Album Review by Annabel Bayross
Country music takes on a simple form. Most of the melodies are plain and basic, allowing for a variation of different styles to come through. Diamond Doug Brookings would most probably come under the genre of gospel country pop. At the age of 19 he embarked on his career with a folk ensemble called ‘The New Christy Minstrels’ strings of groups later he then left the music business to return to a small town in New Jersey. Now 30 years on Doug has returned to his roots.
The main themes within this album are quite clear – love and faith. It would seem that our Diamond Doug has known love; the woes of love and the joys of love. The very catchy HIDING BEHIND YOUR HEART sings and serenades a woman called Marie, ‘my heart is the heart of Marie’, Doug tells us. The instrumental sound of this song almost hints at a Maruichi-like style of music. TUSCON ARIZONA & THE QUEEN OF TENNESSEE is your archetypal country classic. Delivered in a story-like manner, we hear of the love he has for his ‘Memphis belle’ who was the ‘prettiest little gal’ he ever saw. YOU GOT AWAY WITH LOVE is another catchy little number. Good use is made of the mandolin and the piano in this love ditty – although Doug seems to have acquired an embryonic yodel in verse 2, that, and a cheesy ‘yeah’ unashamedly rounds off the song. EGG DANCIN’ TIME is a rather bizarre number. The lyrics describe him being falsely accused of ‘messin’ around with another woman, ‘Leave one eyed Rita alone or else you’ll find you’ll be hangin’ by the neck on a lamp post by the bar’, very strange…

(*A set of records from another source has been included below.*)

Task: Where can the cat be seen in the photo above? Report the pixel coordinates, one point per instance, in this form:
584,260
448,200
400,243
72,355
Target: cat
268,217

The second half of the album becomes a more mellow and earthly offering. YOU’RE THE ONE is a little too corny for my liking, ‘Two hearts beating as one, gives light to the rising sun’. Doug sings with a staccato pause between each word and this becomes rather irritating. To round off the album THAT’S WHAT YOU DO, YOU DO is a funky gospel song advising us to take control away from the Devil ‘Stand in the light, in the light of day, and the Devil will be confused. That’s what you do, you do my Lord, just to chase away the blues.’ The harmonica aptly played by Terry ‘wheezy’ Smith gives a bluesy, rhythmic feel to the song with backing vocals and piano adding a touch of the honky-tonk.
If country music rocks your chair, then this ain’t a bad offering.